"I wonder all the time why no one's ever stepped up and become a real superhero," says overenthusiastic comic-book clerk Ellen Page midway through James Gunn's Super. The answer is that plenty of people have—regular-folk antecedents to Rainn Wilson's Crimson Bolt include (off the top of my head) Woody Harrelson in Defendor, that kid in Kick-Ass, much of the cast of Watchmen, and Portland's own caped crusader Zetaman—though the vigilante ancestor Gunn really wants to summon is Travis Bickle. Super plays like a geek-chic Taxi Driver, if Martin Scorsese couldn't decide whether the Schrader script was some kind of sick joke, and if he superimposed the killing of Sport with cartoon balloons reading "BANG!" and "POW!" Like Travis, Wilson's Frank is lonely, insomniac and paranoid, with a fixation on saving a woman from predators she may prefer to him. Unlike Travis, Frank wears a bright-red jumpsuit and a mask. "Other people stare at me, God, I can tell," he prays, weeping uncontrollably beside his bed. Of course they do: He's the only one here.

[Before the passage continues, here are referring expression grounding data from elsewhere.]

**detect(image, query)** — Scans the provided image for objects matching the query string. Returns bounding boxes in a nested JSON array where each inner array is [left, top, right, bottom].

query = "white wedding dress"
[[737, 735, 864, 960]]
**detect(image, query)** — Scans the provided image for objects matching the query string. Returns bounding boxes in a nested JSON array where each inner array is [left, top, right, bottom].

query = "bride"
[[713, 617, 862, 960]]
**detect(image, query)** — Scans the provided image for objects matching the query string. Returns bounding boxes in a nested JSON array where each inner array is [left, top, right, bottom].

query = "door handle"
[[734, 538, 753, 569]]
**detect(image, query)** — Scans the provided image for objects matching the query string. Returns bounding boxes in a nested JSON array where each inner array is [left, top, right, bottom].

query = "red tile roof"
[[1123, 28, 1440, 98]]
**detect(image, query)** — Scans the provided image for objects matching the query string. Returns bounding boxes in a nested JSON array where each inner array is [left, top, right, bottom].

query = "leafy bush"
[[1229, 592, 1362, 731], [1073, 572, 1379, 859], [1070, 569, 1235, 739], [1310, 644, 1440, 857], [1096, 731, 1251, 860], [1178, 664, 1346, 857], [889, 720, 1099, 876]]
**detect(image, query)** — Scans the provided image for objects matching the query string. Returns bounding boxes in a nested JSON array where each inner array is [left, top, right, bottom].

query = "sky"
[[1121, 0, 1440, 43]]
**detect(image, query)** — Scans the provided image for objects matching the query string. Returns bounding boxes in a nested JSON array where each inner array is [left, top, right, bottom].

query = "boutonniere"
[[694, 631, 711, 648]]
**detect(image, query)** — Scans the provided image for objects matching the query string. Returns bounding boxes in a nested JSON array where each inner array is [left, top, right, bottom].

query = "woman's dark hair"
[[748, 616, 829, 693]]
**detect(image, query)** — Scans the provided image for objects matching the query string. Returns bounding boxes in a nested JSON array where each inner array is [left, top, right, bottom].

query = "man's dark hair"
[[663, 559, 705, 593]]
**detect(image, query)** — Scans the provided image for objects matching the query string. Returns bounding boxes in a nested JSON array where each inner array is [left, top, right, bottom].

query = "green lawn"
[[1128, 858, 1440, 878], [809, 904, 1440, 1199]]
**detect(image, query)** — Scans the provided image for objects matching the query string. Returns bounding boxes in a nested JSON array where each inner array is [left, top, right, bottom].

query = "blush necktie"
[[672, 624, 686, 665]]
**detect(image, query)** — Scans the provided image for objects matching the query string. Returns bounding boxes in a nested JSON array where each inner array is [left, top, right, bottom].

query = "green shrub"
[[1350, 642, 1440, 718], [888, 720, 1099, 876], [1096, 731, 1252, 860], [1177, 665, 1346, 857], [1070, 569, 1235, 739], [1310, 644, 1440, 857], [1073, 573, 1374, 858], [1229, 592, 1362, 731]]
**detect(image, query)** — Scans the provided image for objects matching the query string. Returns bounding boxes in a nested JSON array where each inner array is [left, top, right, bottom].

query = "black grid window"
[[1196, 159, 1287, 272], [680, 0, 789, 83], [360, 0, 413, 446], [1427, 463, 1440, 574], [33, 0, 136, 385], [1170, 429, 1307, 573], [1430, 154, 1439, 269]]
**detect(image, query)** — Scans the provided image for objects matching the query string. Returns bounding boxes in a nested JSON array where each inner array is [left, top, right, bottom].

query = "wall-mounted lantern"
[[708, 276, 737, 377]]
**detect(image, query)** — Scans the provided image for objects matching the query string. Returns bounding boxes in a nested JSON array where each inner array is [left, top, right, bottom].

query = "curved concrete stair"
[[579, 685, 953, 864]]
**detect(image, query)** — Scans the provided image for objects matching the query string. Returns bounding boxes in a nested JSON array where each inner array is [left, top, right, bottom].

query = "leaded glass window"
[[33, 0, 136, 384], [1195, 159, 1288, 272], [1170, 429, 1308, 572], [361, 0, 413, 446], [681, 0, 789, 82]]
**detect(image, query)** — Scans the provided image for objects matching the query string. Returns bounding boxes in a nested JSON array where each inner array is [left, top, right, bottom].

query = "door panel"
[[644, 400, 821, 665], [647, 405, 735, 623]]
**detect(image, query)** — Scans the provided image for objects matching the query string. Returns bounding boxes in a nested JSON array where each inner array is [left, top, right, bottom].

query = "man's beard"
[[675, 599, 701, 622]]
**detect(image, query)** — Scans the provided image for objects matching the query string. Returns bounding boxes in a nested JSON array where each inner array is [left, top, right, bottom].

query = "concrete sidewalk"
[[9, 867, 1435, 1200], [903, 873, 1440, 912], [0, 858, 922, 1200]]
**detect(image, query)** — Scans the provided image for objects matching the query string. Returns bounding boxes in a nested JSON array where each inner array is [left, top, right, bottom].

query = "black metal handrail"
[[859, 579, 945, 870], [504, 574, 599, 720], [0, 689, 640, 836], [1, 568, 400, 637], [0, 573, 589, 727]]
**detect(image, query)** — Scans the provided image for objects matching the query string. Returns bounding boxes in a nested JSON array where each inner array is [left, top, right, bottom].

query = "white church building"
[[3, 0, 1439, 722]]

That scene of self-loathing prayer is truly distressed and affecting—probably the best work Wilson has ever done, including The Office. In between that and Super's climax, however, there's about an hour of patience-testing, smug and ugly filler, the kind of superior comedy that asks us to laugh at the Crimson Bolt driving around in a Buick beater and thwacking miscreants (a weed dealer, a pedophile, a guy who cuts in line at the movies) over the head with a giant wrench. Mourning the departure of his wife (Liv Tyler) into the arms of a vice peddler (a marvelously sleazy Kevin Bacon), he can't distinguish between crime and personal affront, a problem only exacerbated when he takes on Page as a sidekick. This terrifying imp, who dubs herself Boltie, commits vehicular homicide, then taunts her victims with the laugh of an overcaffeinated hyena. (She also initiates a costumed sex scene even creepier than the one in Watchmen.) Super expects us to find this stuff unsettling but funny—because these protagonists, while sociopaths, live in a small town and believe in Jesus and don't know anything about Batman and tee hee hee.

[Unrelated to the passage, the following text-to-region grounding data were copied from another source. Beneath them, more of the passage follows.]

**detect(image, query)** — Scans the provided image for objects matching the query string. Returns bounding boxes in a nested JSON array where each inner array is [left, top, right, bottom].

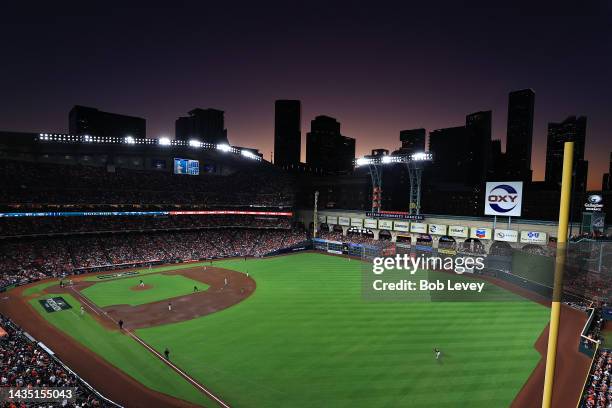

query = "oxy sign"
[[485, 182, 523, 217]]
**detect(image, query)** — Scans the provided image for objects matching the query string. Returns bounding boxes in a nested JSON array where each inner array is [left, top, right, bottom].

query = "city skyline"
[[1, 3, 610, 189]]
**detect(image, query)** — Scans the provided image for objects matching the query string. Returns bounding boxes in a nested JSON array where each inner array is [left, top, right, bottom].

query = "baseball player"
[[168, 301, 172, 312], [139, 280, 145, 287], [434, 348, 442, 360], [80, 306, 84, 316]]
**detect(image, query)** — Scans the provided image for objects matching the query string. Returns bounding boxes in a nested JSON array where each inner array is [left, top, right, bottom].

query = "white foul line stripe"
[[70, 286, 231, 408]]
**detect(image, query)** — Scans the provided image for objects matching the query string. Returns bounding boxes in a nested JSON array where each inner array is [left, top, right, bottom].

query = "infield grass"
[[81, 273, 208, 308]]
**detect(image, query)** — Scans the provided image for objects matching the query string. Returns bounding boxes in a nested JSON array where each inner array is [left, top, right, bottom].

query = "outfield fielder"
[[168, 301, 172, 312], [434, 348, 442, 360]]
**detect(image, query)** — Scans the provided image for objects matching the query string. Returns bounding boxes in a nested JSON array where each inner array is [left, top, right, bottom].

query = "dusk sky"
[[1, 2, 611, 188]]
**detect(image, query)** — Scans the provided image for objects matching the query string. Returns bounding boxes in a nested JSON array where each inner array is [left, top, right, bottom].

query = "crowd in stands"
[[0, 314, 114, 407], [316, 230, 377, 245], [0, 229, 307, 289], [0, 159, 295, 209], [0, 215, 292, 237], [581, 349, 612, 408], [571, 231, 612, 242]]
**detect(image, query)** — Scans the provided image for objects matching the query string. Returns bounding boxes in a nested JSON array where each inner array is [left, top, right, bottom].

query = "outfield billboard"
[[494, 229, 518, 242], [520, 231, 547, 244], [428, 224, 447, 235], [327, 216, 338, 225], [393, 221, 410, 232], [448, 225, 468, 238], [350, 218, 363, 227], [317, 215, 327, 223], [378, 219, 393, 230], [410, 223, 427, 233], [470, 227, 492, 240], [484, 182, 523, 217], [338, 217, 351, 226], [364, 218, 378, 229]]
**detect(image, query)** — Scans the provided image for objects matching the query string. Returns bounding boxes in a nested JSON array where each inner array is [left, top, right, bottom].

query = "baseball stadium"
[[0, 129, 610, 408]]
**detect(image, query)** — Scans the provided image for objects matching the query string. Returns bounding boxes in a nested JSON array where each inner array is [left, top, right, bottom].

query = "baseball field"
[[9, 253, 555, 407]]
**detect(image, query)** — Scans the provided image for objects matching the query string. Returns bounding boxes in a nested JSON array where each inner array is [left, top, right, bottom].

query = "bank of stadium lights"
[[36, 132, 261, 161], [216, 143, 232, 153], [189, 139, 203, 148], [240, 149, 256, 159], [354, 152, 433, 166]]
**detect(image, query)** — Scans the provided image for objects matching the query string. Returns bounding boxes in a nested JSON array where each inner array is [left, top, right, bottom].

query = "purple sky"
[[1, 2, 611, 189]]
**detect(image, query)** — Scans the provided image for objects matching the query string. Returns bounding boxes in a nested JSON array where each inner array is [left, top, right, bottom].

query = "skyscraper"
[[306, 115, 355, 173], [274, 100, 301, 167], [545, 116, 588, 191], [506, 89, 535, 181], [602, 152, 611, 191], [465, 111, 492, 185], [398, 128, 426, 154], [428, 126, 470, 184], [175, 108, 229, 144], [69, 105, 146, 138]]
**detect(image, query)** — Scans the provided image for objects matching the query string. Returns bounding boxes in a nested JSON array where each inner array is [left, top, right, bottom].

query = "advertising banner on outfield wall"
[[393, 221, 410, 232], [410, 222, 427, 233], [364, 218, 378, 229], [378, 219, 393, 230], [470, 227, 492, 240], [520, 231, 547, 244], [484, 181, 523, 217], [428, 224, 447, 235], [317, 215, 326, 223], [350, 218, 363, 227], [338, 216, 351, 226], [327, 216, 338, 225], [448, 225, 468, 238], [494, 229, 518, 242]]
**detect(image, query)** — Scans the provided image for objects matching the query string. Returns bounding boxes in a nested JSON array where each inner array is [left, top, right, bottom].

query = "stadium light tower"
[[355, 151, 433, 215]]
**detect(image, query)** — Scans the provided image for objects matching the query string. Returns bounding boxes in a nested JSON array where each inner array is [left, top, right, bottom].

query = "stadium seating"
[[0, 159, 295, 209], [0, 229, 307, 289], [0, 314, 116, 407], [580, 349, 612, 408]]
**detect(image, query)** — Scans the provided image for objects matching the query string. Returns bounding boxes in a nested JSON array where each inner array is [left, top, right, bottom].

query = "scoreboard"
[[173, 158, 199, 175]]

But in its final 15 minutes, Super makes a leap from violence into ultraviolence—and becomes harder to dismiss. As in 2006's overlooked Slither,
Gunn proves himself adroit with gore, and applies it liberally. We're
talking about the kind of staved-in heads and spilled innards most
associated with '70s exploitation reels; I really can't remember a
recent mainstream picture with such a queasy-making level of brutality.

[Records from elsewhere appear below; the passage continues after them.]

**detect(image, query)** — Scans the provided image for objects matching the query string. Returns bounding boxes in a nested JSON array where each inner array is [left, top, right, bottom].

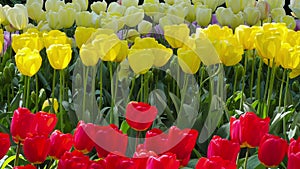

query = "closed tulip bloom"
[[26, 2, 45, 23], [256, 0, 270, 20], [200, 24, 233, 42], [138, 20, 152, 34], [0, 5, 5, 25], [114, 40, 128, 62], [79, 43, 99, 66], [74, 26, 96, 49], [104, 153, 136, 169], [244, 6, 261, 26], [207, 135, 240, 163], [49, 130, 73, 160], [178, 47, 201, 74], [146, 153, 180, 169], [124, 6, 144, 27], [43, 30, 69, 48], [196, 7, 212, 27], [45, 0, 65, 12], [107, 2, 126, 16], [73, 0, 88, 11], [35, 111, 57, 137], [235, 25, 262, 50], [58, 150, 90, 169], [74, 121, 95, 154], [6, 4, 28, 30], [255, 30, 282, 60], [15, 47, 42, 77], [164, 24, 190, 48], [258, 134, 288, 167], [195, 156, 237, 169], [42, 98, 59, 113], [288, 137, 300, 169], [278, 43, 300, 69], [91, 1, 107, 15], [265, 0, 284, 10], [125, 101, 158, 131], [13, 164, 37, 169], [215, 7, 244, 29], [46, 44, 72, 70], [0, 133, 10, 159], [23, 135, 50, 164], [225, 0, 250, 13], [12, 30, 44, 52], [230, 112, 270, 148], [201, 0, 220, 12], [144, 128, 168, 154], [57, 6, 76, 29]]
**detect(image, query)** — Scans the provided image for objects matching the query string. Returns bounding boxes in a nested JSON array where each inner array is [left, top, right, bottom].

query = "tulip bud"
[[138, 20, 152, 34], [122, 0, 138, 7], [75, 11, 94, 28], [256, 0, 270, 20], [143, 1, 159, 16], [46, 11, 61, 30], [202, 0, 220, 12], [45, 0, 65, 12], [26, 2, 46, 23], [271, 8, 286, 22], [196, 7, 212, 27], [216, 7, 244, 29], [0, 5, 5, 25], [280, 15, 296, 30], [244, 6, 261, 26], [225, 0, 248, 13], [91, 1, 107, 15], [107, 2, 126, 16], [73, 0, 88, 11], [58, 6, 76, 28], [184, 4, 196, 23], [124, 6, 144, 27], [6, 4, 28, 30]]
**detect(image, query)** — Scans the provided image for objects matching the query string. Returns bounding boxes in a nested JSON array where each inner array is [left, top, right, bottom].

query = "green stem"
[[284, 71, 290, 111], [250, 50, 256, 101], [83, 67, 88, 121], [263, 60, 271, 103], [266, 61, 276, 117], [51, 70, 56, 112], [140, 75, 144, 102], [233, 66, 238, 94], [256, 58, 263, 100], [199, 66, 205, 104], [99, 61, 103, 112], [108, 62, 114, 124], [59, 70, 64, 132], [177, 74, 189, 125], [278, 69, 286, 111], [128, 77, 136, 103], [35, 74, 39, 112], [244, 148, 249, 169], [14, 141, 21, 166], [26, 76, 30, 108], [239, 52, 248, 110], [193, 148, 202, 158], [46, 159, 54, 169]]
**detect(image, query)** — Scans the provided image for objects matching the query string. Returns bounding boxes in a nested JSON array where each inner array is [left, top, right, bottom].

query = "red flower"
[[48, 130, 73, 159], [23, 135, 50, 164], [104, 153, 136, 169], [230, 112, 270, 148], [35, 111, 57, 137], [89, 160, 106, 169], [144, 128, 168, 154], [94, 124, 128, 158], [13, 164, 37, 169], [288, 137, 300, 169], [207, 135, 240, 163], [10, 107, 36, 143], [0, 132, 10, 159], [125, 101, 158, 131], [133, 145, 157, 169], [195, 156, 237, 169], [58, 150, 90, 169], [258, 134, 288, 167], [74, 121, 95, 154], [146, 153, 180, 169]]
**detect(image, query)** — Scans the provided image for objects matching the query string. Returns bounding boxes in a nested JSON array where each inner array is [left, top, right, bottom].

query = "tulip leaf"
[[169, 92, 180, 114], [1, 154, 26, 169], [120, 120, 130, 134], [246, 154, 265, 169]]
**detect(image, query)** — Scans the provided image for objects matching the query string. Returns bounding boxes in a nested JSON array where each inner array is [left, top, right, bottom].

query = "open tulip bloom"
[[0, 0, 300, 168]]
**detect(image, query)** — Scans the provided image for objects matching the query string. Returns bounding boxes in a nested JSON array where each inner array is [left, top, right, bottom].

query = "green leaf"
[[1, 154, 26, 169], [120, 120, 130, 134], [169, 92, 180, 114]]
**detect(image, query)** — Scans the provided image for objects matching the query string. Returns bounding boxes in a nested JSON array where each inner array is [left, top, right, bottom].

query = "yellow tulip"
[[128, 49, 155, 74], [225, 0, 250, 13], [166, 5, 185, 25], [12, 30, 44, 52], [285, 29, 300, 47], [101, 15, 124, 32], [15, 47, 42, 77], [196, 7, 212, 27], [138, 20, 152, 34], [46, 10, 61, 29], [280, 15, 296, 30], [265, 0, 284, 10], [124, 6, 144, 27], [58, 6, 76, 28], [255, 30, 282, 60], [45, 0, 65, 12], [235, 25, 262, 50], [184, 4, 196, 23], [74, 27, 96, 49], [256, 0, 270, 20], [178, 47, 201, 74], [107, 2, 126, 16], [75, 11, 95, 28], [216, 7, 244, 29], [6, 4, 28, 30], [26, 2, 46, 23], [46, 44, 72, 70], [142, 0, 159, 16], [244, 6, 261, 26], [43, 30, 69, 48], [0, 29, 3, 53], [79, 43, 99, 66], [277, 43, 300, 70], [73, 0, 89, 11], [122, 0, 139, 7], [0, 5, 5, 25], [42, 98, 59, 113], [201, 0, 220, 12], [115, 40, 129, 62], [91, 1, 107, 15], [164, 24, 190, 48], [200, 24, 233, 42]]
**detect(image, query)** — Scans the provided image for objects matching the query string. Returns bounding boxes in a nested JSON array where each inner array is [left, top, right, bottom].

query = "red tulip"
[[288, 137, 300, 169], [133, 145, 157, 169], [23, 135, 50, 164], [105, 153, 136, 169], [58, 150, 91, 169], [258, 134, 288, 167], [146, 153, 180, 169], [35, 111, 57, 136], [94, 124, 128, 158], [10, 107, 36, 143], [0, 132, 10, 159], [144, 128, 168, 154], [48, 130, 73, 159], [195, 156, 237, 169], [13, 164, 37, 169], [74, 121, 95, 154], [230, 112, 270, 148], [89, 160, 106, 169], [207, 135, 240, 163], [125, 101, 158, 131]]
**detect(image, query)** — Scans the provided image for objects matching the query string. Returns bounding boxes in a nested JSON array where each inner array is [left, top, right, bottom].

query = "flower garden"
[[0, 0, 300, 168]]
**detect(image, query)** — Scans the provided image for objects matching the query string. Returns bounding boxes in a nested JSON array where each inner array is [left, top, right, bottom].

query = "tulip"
[[94, 124, 128, 158], [230, 112, 270, 148], [277, 43, 300, 70], [79, 43, 99, 66], [42, 98, 59, 113], [89, 160, 106, 169], [287, 137, 300, 169], [256, 0, 270, 20], [107, 2, 126, 16], [23, 135, 50, 164], [144, 128, 168, 154], [207, 135, 240, 163], [271, 8, 286, 22], [196, 7, 212, 27], [49, 130, 73, 159], [0, 133, 10, 159], [280, 15, 296, 30], [12, 32, 44, 52], [104, 153, 136, 169], [35, 111, 57, 137], [46, 10, 62, 30], [235, 25, 262, 50], [200, 24, 233, 42], [164, 24, 190, 48], [15, 47, 42, 77], [0, 5, 5, 25], [244, 6, 261, 26], [5, 4, 28, 30], [45, 0, 65, 12], [74, 26, 96, 49], [177, 46, 201, 74], [195, 156, 237, 169], [58, 6, 76, 29], [201, 0, 220, 12], [74, 121, 95, 154], [43, 30, 69, 48], [216, 7, 244, 29], [289, 0, 300, 18], [138, 20, 152, 34], [122, 0, 139, 7], [142, 0, 159, 16], [258, 134, 288, 167], [124, 6, 144, 28], [133, 147, 157, 169], [265, 0, 284, 10], [13, 165, 37, 169], [26, 2, 45, 23], [165, 5, 185, 25], [225, 0, 251, 13], [58, 150, 91, 169], [125, 101, 158, 131], [146, 153, 180, 169], [46, 44, 72, 70], [73, 0, 88, 11], [91, 1, 107, 15], [75, 11, 95, 28]]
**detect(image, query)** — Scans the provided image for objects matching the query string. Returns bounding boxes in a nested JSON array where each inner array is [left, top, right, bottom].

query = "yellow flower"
[[201, 0, 220, 12], [235, 25, 262, 50], [215, 7, 244, 29], [91, 1, 107, 15], [225, 0, 250, 13], [277, 43, 300, 70], [200, 24, 233, 42], [177, 47, 201, 74], [196, 7, 212, 27], [46, 44, 72, 70], [128, 37, 172, 74], [74, 27, 96, 49], [164, 24, 190, 48], [58, 6, 76, 28], [79, 43, 99, 66], [73, 0, 88, 11], [6, 4, 28, 30], [12, 30, 44, 52], [115, 40, 129, 62], [75, 11, 95, 28], [107, 2, 126, 16], [255, 30, 282, 60], [42, 98, 59, 113], [285, 29, 300, 47], [45, 0, 65, 12], [244, 6, 261, 26], [0, 29, 3, 53], [43, 30, 69, 48], [0, 5, 5, 25], [15, 47, 42, 77], [138, 20, 152, 34], [122, 0, 139, 7], [142, 0, 159, 16], [26, 1, 46, 23], [124, 6, 144, 27], [265, 0, 284, 10]]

At the same time, Gunn starts taking Frank's moral position—it's
something like George Costanza's old cry, "We're living in a
society!"—fairly seriously, at least as a perverse thought experiment.
It isn't enough to make me admire the movie, exactly, but it is evidence
that something is redeemed through bloodshed, anyway.
58 SEE IT: Super opens Friday at Cinema 21.